Kardinal Meisner: Als Bischof habe ich zu reden, das Wort zu verkünden, sei es gelegen oder ungelegen. Ich habe in meinem Brevier einen Zettel liegen mit einem Auszug aus der Bergpredigt bei Matthäus: „Selig seid ihr, wenn ihr um meinetwillen beschimpft und verfolgt und auf alle mögliche Weise verleumdet werdet. Freut euch und jubelt: Euer Lohn im Himmel wird groß sein. Denn so wurden schon vor euch die Propheten verfolgt“. Oder bei Lukas: „Selig seid ihr, wenn euch die Menschen hassen und aus ihrer Gemeinschaft ausschließen, wenn sie euch beschimpfen und in Verruf bringen um des Menschensohnes willen. Freut euch und jauchzt an jenem Tag; euer Lohn im Himmel wird groß sein. Denn ebenso haben es ihre Väter mit den Propheten gemacht“. Und deswegen habe ich auch keinen Grund traurig zu sein. Ich erhebe das Wort nicht, um zu provozieren, aber wenn sich manche provoziert fühlen, habe ich nichts dagegen.
Von Klaus Berger habe ich mir das Wort aufgeschrieben: „Wer Gott ähnlich ist, der muß auch den Widerspruch und den Haß der Welt gegen Gott ertragen“. Das kenne ich aus meiner Biographie; schon als kleiner Junge wurde ich vorgeführt: „Guckt mal, der dumme Kerl geht noch in die Kirche!“ Das hat mich nie angefochten. Der Papst schreibt im zweiten Band seines Jesus-Buches über die Ölbergszene, wo die Jünger schliefen: Es gibt eine innere Schläfrigkeit der Hirten, die manche Dinge nicht zur Kenntnis nehmen wollen, um die innere Ruhe zu behalten und sich keinen Ärger zu machen – und ich glaube, zu dieser Sorte schlafender Diener wollte ich nie gehören.

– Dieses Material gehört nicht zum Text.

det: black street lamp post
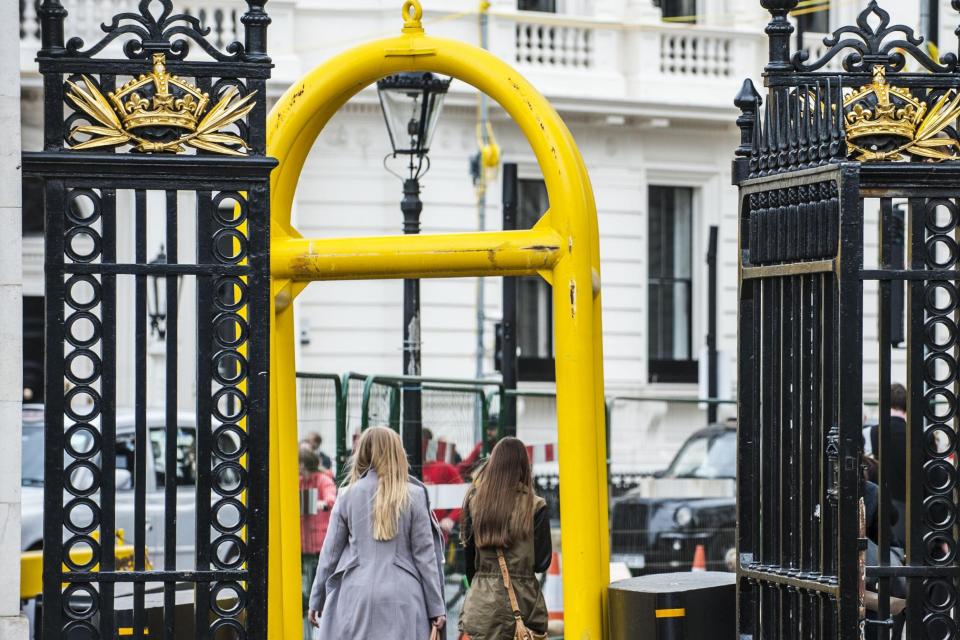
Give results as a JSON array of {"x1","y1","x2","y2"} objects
[
  {"x1": 377, "y1": 73, "x2": 450, "y2": 478},
  {"x1": 147, "y1": 245, "x2": 183, "y2": 342}
]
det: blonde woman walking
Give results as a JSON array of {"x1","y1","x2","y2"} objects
[
  {"x1": 460, "y1": 438, "x2": 553, "y2": 640},
  {"x1": 308, "y1": 427, "x2": 446, "y2": 640}
]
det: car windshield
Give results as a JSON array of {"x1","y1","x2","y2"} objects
[
  {"x1": 20, "y1": 424, "x2": 43, "y2": 486},
  {"x1": 666, "y1": 431, "x2": 737, "y2": 479}
]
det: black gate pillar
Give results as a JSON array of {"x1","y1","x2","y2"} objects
[
  {"x1": 23, "y1": 0, "x2": 275, "y2": 640},
  {"x1": 733, "y1": 0, "x2": 960, "y2": 640}
]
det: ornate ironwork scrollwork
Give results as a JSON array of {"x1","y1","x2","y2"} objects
[
  {"x1": 66, "y1": 0, "x2": 244, "y2": 62},
  {"x1": 792, "y1": 0, "x2": 960, "y2": 73}
]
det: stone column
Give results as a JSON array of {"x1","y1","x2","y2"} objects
[{"x1": 0, "y1": 2, "x2": 27, "y2": 640}]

Andreas Püttmann: Ihr Vorgänger als Kölner Erzbischof, Joseph Kardinal Höffner, warnte bereits 1980 vor möglicherweise „katastrophalen“ Folgen der Kernenergie und forderte nach dem Unglück von Tschernobyl 1986 den Ausstieg – was angesichts der Katastrophe in Japan heute als geradezu prophetische Warnung erscheint. Teilen Sie Höffners Votum?

Kardinal Meisner: Man kann die Thesen von Kardinal Höffner praktisch neu auflegen! Er sagt: Zunächst einmal ist es eine Frage an die Naturwissenschaft, nicht so sehr an die Theologie. Aber die ist dann auch impliziert. Was mich bei der Atomenergie schon immer unruhig macht, ist, daß wir Dinge in Gang setzen, deren Folgen – wenn es gut geht – erst in zehntausend Jahren beseitigt sind. Der Prophet Jeremia sagt: „Ich will euch Zukunft und Hoffnung geben“. Und was hinterlassen wir? Jesaja sagt: „Schmutz und Schutt“.
Dinge, die man in einem Menschenleben oder in zehn Jahren reparieren kann, bei denen kann man sagen: Das können wir mal probieren. Aber das? Stellen Sie sich mal vor, was wir unseren kommenden Generationen für eine Hypothek überlassen! Das ist eine Frage der Nächstenliebe zu unseren Kindern und Kindeskindern. Ich kann doch nicht sagen: Nach mir die Sintflut! Das ist Verantwortungslosigkeit gegenüber unseren Nachkommen. Es gibt noch andere Punkte, aber das ist der, der mich immer am meisten umgetrieben hat. Ich gebe zu: Ich habe dauernd so viele andere Probleme, daß ich mich nicht zum Sprecher für diese Fragen gemacht habe. Aber es hat mich immer beunruhigt. Und der gute Joseph Höffner hat das schon vor 30 Jahren gespürt.

Andreas Püttmann: Über Gespräche mit der Bistumsleitung der Kölner Partnerdiözese Tokio sagten Sie: „Wir erhalten mehr Hilfe von ihnen als wir geben können.“ Wie meinten Sie das?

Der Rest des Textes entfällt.